Understanding acid-base titration is crucial in chemistry, but to truly grasp this concept, it's essential to have a solid foundation in certain prerequisite topics. Two key areas that significantly contribute to comprehending acid-base titration are balancing chemical equations and the acid dissociation constant.

Let's start with the importance of balanced chemical equations. In acid-base titration, we're dealing with reactions between acids and bases. To accurately predict and analyze these reactions, it's crucial to work with properly balanced equations. Balancing ensures that we account for all atoms and charges on both sides of the equation, which is fundamental for stoichiometric calculations in titration. Without this skill, students might struggle to determine the correct amounts of reactants or products, leading to inaccurate titration results.

Moreover, understanding how to balance equations helps in visualizing the neutralization process that occurs during titration. It allows students to see how protons are transferred between the acid and base, and how this affects the overall reaction. This visualization is key to grasping the concept of equivalence point in titration.

Equally important is the concept of the acid dissociation constant. This fundamental principle is crucial for understanding the strength of acids and bases, which directly impacts titration procedures and calculations. The acid dissociation constant, often denoted as Ka, provides information about how readily an acid gives up its protons in solution. This knowledge is essential for predicting the behavior of acids and bases during titration and for interpreting titration curves.

Furthermore, familiarity with polyprotic acid dissociation is particularly relevant in more complex titrations.
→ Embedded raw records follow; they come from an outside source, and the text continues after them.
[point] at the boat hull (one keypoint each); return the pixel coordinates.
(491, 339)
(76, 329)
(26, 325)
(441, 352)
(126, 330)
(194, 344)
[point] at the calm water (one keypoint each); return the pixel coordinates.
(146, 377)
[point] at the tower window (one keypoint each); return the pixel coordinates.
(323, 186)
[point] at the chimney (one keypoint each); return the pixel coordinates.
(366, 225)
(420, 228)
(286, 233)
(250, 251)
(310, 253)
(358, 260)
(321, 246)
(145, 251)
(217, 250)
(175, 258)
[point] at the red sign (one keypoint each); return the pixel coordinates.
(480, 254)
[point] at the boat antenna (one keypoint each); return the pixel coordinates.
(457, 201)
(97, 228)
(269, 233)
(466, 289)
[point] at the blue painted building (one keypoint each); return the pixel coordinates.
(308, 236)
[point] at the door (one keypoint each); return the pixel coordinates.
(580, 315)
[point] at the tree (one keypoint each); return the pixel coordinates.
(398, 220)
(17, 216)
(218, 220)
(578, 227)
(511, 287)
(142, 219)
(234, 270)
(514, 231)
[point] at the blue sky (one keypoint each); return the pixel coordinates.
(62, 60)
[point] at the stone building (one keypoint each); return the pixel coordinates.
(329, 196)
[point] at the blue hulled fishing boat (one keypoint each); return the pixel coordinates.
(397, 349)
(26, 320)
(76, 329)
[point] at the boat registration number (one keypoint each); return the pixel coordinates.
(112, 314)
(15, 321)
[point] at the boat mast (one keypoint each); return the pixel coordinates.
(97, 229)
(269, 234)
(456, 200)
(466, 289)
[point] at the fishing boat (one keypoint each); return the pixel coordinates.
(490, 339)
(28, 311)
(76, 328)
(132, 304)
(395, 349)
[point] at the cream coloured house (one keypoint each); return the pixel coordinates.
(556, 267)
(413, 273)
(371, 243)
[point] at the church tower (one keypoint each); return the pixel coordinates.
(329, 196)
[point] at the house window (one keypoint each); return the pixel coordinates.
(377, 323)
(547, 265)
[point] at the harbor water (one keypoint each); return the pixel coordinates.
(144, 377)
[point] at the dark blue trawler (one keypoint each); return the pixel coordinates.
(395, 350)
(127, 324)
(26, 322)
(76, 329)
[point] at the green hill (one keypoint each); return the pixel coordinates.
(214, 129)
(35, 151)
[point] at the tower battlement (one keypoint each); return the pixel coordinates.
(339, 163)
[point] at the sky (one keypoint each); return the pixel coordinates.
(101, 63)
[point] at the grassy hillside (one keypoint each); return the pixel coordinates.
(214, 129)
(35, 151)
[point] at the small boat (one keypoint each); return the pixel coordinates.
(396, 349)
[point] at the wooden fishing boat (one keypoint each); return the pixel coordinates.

Many real-world titrations involve polyprotic acids, which have multiple dissociation steps. Understanding how these acids behave at different stages of dissociation is crucial for accurately interpreting titration data and identifying multiple equivalence points.

By mastering these prerequisite topics, students build a strong foundation for understanding acid-base titration. They'll be better equipped to perform titrations, interpret results, and solve related problems. The ability to balance equations ensures accurate stoichiometric calculations, while knowledge of acid dissociation constants allows for a deeper understanding of acid-base behavior and strength. Together, these skills enable students to approach acid-base titration with confidence and precision, paving the way for success in more advanced chemistry concepts.